Isaac Shkolnik, a 37-year-old Jewish mechanic in Vinnitsa, Ukraine, was sentenced to ten years imprisonment today on charges of treason and anti-Soviet propaganda, the National Conference on Soviet Jewry reported. The sentence was the harshest since the 1970 Leningrad hijack trials.
Shkolnik, who had applied for a visa to emigrate to Israel, went on trial March 29 in a closed courtroom set up in a local brick factory. The trial was conducted entirely in camera. A detachment of Red Army troops was dispatched to guard the courtroom along with local police. Shkolnik’s wife and other relatives and friends were barred from the proceedings.
According to information reported by the NCSJ, Shkolnik’s defense attorney warned him to confess to the charges or otherwise he would be sentenced to death. Shkolnik was originally accused of spying for Britain. Shortly before his trial opened the charge was changed to spying for Israel.
MAASS SAYS NO CHANGE IN REPRESSIVE POLICIES
Commenting on the Shkolnik trial today, Richard Maass, chairman of the NCSJ said “the outcome of the case establishes a new pattern of arrest, trial and conviction of Jews in the USSR who have committed no offense other than to request the right to emigrate. The trial was a perversion of justice and of the judicial system,” he charged.
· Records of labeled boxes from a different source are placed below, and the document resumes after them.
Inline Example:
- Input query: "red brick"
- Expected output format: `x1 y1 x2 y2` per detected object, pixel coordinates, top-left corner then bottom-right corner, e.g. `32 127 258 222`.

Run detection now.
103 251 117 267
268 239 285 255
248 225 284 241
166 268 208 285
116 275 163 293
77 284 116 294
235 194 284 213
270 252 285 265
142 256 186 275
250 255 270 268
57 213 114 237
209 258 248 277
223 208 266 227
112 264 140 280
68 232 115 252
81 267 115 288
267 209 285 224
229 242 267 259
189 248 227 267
Maass said the apparent intention of the Soviet authorities who have inflicted severe penalties on Jews since the 1970 Leningrad hijack trials “Is to intimidate, harass and discourage Jews from applying for exit permits.” He said that “these actions, conducted at the same time that the USSR is permitting limited numbers of Jews to emigrate, should be proof to the world that despite rumors circulated both in this country and abroad, there is no basic change in the repressive anti-Jewish policy.”